Le 4 mars 2016, le groupe Kaynak Holding, dont le chiffre d’affaires annuel atteint 1,5 milliard de dollars, a vu 19 de ses 30 sociétés placées sous tutelle par la justice turque. La holding rassemble notamment des maisons d’édition, des librairies, un réseau de distribution et le groupe de médias Feza qui englobe les journaux Zaman et sa version anglaise, Today’s Zaman, ainsi que la plus grande agence de presse privée, Cihan. Kaynak Holding est soupçonnée de financer le mouvement Gülen, lui-même accusé de « terrorisme » . Cette puissante organisation religieuse, fondée par l’iman Fethullah Gülen, réfugié depuis 1999 aux Etats-Unis, a été longtemps un soutien de l’AKP, avant d’adopter progressivement, depuis 2011, une attitude de plus en plus critique envers le pouvoir turc. Les révélations dans les colonnes du journal Zaman sur les affaires de corruption touchant des proches du président Erdoğan ont été le point de rupture. Déjà, en octobre dernier, en pleine campagne électorale des législatives, Kopa-Izek, un important groupe de medias, avait été mis sous tutelle, les deux chaînes télévisées de cette holding, Bügun TV et Kanal Türk, n’étant pas assez dociles aux yeux du président.

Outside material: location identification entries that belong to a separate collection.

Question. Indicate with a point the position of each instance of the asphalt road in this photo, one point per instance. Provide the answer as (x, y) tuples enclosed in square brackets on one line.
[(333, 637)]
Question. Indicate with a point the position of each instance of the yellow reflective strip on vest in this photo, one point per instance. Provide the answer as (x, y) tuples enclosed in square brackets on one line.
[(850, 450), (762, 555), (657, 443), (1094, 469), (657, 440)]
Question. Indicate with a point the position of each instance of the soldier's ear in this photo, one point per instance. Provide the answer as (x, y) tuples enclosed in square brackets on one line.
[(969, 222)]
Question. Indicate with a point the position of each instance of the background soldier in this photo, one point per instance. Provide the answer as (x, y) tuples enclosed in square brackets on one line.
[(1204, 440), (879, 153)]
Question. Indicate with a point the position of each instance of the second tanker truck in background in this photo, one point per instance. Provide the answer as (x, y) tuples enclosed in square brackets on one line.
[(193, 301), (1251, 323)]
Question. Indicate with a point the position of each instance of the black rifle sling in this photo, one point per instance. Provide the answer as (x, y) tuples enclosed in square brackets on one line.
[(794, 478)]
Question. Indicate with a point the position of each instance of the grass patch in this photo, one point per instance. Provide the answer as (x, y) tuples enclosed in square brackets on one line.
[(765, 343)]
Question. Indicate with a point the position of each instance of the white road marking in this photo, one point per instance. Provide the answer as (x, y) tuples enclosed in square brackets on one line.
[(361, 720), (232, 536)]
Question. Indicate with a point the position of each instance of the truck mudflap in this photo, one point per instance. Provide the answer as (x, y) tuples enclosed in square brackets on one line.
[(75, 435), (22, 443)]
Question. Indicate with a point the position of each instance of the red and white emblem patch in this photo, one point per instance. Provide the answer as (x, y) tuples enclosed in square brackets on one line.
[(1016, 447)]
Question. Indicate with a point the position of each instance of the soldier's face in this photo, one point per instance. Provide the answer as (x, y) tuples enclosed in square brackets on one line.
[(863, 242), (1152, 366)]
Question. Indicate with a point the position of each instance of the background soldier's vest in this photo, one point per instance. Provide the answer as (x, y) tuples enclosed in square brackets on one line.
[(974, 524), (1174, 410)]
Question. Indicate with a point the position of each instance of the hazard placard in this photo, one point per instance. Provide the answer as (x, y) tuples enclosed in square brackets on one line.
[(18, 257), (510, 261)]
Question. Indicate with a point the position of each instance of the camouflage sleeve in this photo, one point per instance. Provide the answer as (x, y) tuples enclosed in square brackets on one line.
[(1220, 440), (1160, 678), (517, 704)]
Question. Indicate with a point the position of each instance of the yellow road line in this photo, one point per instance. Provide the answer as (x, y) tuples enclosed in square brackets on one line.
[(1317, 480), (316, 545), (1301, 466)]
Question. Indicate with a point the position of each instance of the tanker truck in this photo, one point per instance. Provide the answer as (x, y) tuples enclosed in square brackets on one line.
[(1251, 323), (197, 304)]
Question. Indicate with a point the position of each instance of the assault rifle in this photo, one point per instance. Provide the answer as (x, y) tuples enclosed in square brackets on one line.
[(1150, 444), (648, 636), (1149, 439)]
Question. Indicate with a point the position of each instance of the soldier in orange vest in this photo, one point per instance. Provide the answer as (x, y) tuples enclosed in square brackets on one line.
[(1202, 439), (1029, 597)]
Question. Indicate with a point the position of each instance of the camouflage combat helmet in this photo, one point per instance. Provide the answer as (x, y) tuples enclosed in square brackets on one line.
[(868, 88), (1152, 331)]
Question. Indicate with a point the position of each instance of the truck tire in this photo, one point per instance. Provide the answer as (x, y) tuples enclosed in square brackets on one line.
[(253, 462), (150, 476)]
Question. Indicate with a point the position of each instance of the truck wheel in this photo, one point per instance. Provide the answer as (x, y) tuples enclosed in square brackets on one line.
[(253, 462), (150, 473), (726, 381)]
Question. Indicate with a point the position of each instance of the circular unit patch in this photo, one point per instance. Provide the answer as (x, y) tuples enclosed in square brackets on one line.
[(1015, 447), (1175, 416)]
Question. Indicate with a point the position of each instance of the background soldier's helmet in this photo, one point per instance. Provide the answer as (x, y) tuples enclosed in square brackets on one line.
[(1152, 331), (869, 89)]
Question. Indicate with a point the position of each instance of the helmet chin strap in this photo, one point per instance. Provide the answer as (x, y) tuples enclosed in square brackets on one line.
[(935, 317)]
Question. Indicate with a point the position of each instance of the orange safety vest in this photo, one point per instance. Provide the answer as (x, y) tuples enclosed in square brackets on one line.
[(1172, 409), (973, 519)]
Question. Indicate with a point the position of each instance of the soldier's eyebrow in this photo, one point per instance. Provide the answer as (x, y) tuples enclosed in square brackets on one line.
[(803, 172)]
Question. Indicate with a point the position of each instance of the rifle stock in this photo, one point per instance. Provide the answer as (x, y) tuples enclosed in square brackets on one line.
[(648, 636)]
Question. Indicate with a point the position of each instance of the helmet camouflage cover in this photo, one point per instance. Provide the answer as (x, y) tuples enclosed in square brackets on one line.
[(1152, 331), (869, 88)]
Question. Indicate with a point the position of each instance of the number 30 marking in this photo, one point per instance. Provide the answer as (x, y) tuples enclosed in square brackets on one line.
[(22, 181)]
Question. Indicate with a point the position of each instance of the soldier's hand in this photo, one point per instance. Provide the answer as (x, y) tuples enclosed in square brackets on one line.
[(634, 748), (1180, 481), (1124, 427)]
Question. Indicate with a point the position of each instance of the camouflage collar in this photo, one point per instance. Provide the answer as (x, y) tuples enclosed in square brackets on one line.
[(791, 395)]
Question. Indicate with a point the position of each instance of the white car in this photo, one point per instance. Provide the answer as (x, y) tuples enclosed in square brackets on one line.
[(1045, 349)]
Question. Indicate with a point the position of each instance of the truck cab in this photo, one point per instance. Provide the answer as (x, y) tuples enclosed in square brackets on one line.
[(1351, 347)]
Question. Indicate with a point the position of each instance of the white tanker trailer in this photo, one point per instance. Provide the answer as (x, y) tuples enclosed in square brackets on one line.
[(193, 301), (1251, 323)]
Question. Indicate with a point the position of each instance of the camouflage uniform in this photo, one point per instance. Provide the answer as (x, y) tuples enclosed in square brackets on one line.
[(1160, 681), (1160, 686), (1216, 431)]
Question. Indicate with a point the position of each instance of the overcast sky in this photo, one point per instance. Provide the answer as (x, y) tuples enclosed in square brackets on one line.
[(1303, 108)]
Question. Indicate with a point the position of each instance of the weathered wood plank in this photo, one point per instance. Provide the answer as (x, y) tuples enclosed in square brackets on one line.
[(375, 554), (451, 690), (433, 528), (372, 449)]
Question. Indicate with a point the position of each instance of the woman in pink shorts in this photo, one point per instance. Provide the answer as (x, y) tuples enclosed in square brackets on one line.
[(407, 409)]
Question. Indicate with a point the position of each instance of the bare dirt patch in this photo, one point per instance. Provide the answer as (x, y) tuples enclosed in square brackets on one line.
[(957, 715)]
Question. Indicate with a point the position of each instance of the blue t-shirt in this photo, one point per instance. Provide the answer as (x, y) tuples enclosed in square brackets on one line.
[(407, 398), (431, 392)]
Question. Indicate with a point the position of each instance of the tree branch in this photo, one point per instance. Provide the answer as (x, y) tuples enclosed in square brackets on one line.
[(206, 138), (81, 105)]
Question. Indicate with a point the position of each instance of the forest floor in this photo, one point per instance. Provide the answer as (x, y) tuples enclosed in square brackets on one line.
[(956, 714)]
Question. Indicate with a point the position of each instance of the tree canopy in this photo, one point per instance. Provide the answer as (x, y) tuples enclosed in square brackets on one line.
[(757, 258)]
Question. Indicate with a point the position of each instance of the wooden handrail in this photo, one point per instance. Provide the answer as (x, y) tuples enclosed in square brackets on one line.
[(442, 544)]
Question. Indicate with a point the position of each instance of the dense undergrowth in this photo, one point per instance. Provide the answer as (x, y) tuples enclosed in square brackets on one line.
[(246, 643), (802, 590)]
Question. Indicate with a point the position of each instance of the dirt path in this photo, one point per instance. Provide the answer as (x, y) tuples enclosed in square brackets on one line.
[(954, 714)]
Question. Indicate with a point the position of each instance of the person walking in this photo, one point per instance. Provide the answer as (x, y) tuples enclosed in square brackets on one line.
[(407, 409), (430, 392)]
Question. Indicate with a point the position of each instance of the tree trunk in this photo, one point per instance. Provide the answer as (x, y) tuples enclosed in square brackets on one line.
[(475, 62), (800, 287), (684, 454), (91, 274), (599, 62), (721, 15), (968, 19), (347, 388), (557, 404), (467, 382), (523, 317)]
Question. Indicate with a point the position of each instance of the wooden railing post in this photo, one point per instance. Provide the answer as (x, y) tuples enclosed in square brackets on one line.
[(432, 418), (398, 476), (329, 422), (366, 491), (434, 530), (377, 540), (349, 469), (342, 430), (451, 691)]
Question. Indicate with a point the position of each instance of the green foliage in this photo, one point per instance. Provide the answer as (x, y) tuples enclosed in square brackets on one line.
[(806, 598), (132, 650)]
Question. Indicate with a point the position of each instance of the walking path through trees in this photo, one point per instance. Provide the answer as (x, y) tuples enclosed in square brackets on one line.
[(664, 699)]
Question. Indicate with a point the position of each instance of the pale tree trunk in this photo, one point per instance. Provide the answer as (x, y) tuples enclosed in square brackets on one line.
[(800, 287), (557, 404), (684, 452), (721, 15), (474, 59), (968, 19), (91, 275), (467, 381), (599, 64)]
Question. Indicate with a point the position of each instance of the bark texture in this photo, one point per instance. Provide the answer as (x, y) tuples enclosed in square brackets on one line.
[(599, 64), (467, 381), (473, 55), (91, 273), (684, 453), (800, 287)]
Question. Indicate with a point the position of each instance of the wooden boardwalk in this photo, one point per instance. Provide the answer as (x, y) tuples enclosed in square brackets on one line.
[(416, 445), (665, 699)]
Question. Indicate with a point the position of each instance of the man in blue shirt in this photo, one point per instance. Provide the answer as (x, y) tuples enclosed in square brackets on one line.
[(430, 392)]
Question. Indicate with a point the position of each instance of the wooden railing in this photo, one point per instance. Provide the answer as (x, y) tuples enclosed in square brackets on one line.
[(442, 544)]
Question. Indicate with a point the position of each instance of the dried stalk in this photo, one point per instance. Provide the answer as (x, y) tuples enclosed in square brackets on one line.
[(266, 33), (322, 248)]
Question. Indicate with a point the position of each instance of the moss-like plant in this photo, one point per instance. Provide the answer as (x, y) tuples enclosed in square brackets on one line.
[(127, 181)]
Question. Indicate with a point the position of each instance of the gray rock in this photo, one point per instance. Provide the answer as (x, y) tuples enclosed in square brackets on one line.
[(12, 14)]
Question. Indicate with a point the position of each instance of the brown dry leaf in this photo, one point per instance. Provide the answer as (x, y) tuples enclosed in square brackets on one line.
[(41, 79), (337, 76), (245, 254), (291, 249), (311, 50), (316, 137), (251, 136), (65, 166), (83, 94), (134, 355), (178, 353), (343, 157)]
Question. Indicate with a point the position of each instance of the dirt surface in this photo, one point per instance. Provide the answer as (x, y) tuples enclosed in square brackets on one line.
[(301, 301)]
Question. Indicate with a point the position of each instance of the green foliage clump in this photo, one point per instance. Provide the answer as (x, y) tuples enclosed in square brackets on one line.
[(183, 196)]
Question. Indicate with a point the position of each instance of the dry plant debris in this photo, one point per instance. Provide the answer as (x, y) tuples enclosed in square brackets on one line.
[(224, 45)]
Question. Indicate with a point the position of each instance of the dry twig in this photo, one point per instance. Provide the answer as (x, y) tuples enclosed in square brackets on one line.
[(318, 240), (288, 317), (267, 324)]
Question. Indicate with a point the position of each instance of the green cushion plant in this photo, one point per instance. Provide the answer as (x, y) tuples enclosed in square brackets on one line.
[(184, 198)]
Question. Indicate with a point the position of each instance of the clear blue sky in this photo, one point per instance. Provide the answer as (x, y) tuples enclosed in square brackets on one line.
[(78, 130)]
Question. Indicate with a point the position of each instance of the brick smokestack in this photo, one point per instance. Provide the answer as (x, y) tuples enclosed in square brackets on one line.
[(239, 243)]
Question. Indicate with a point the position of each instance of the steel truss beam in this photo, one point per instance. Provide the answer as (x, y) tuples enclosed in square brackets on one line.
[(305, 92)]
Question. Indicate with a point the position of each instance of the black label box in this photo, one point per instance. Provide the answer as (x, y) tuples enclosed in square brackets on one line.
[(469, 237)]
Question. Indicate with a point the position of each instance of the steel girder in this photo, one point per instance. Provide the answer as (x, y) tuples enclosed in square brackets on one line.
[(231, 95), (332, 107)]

La décision de la mise sous tutelle a été rendue par le 6è juge de paix d’Istanbul, Fevzi Keles, connu pour s’opposer systématiquement aux demandes de remise en liberté des journalistes. Elle permet au gouvernement de faire nommer par une justice complaisante des administrateurs dociles. C’est le cas notamment pour Zaman ( « Le Temps » ), considéré par le président Erdoğan comme le bras médiatique du « groupe terroriste FETÖ » . La ligne éditoriale a changé du jour au lendemain : la « une » du quotidien présente avec un « enthousiasme historique » le président Erdoğan. Rappelons que ce quotidien de centre-droit est, avec un tirage de 650 000 exemplaires, le premier quotidien en termes de diffusion. L’intervention, musclée de la police turque a fait des dizaines de blessés parmi les centaines de manifestants rassemblés devant le siège du quotidien Zaman à Istanbul.
Christophe Deloire, le secrétaire général de Reporters sans Frontières (RSF), après avoir rappelé que la Turquie se classe au 149e rang du classement mondial de la liberté de la presse 2015 établi par RSF sur 180 pays, exprime son indignation :
coutumier du fait, le président Recep Tayyip Erdoğan a encore frappé ce vendredi 4 mars en téléguidant le placement sous tutelle judiciaire du grand quotidien Zaman par un tribunal d’Istanbul. L’ingérence du pouvoir présidentiel turc dans les médias est encore montée d’un cran. Il est absolument illégitime et intolérable que, pour tenter de liquider la base politique de la communauté Gülen, Erdoğan instrumentalise la justice pour placer un grand journal sous tutelle. Cette opération idéologique et contraire au droit illustre le fait qu’on passe, avec Erdoğan, d’une dérive autoritaire à une véritable spirale despotique. Non content de jeter des journalistes en prison pour « soutien au terrorisme » ou les faire condamner à de lourdes amendes pour « insulte envers Erdoğan » , le président turc repousse une fois de plus les limites en prenant le contrôle du plus grand quotidien d’opposition du pays.
Jean-Marc Ayrault, le ministre des Affaires étrangères, a jugé lundi 7 mars que la prise de contrôle vendredi dernier par les autorités turques du journal Zaman, principal quotidien du pays et jusque-là critique du pouvoir du président Recep Tayyip Erdogan, n’était « pas acceptable » , rapporte l’agence Reuters :
Jean-Marc Ayrault a déclaré que la mise sous tutelle de Zaman n’était pas acceptable. On ne peut pas vouloir se rapprocher des standards européens et ne pas respecter le pluralisme de la presse. C’est une évidence et on le dit très clairement aux Turcs, a affirmé le ministre français des Affaires étrangères sur France Inter.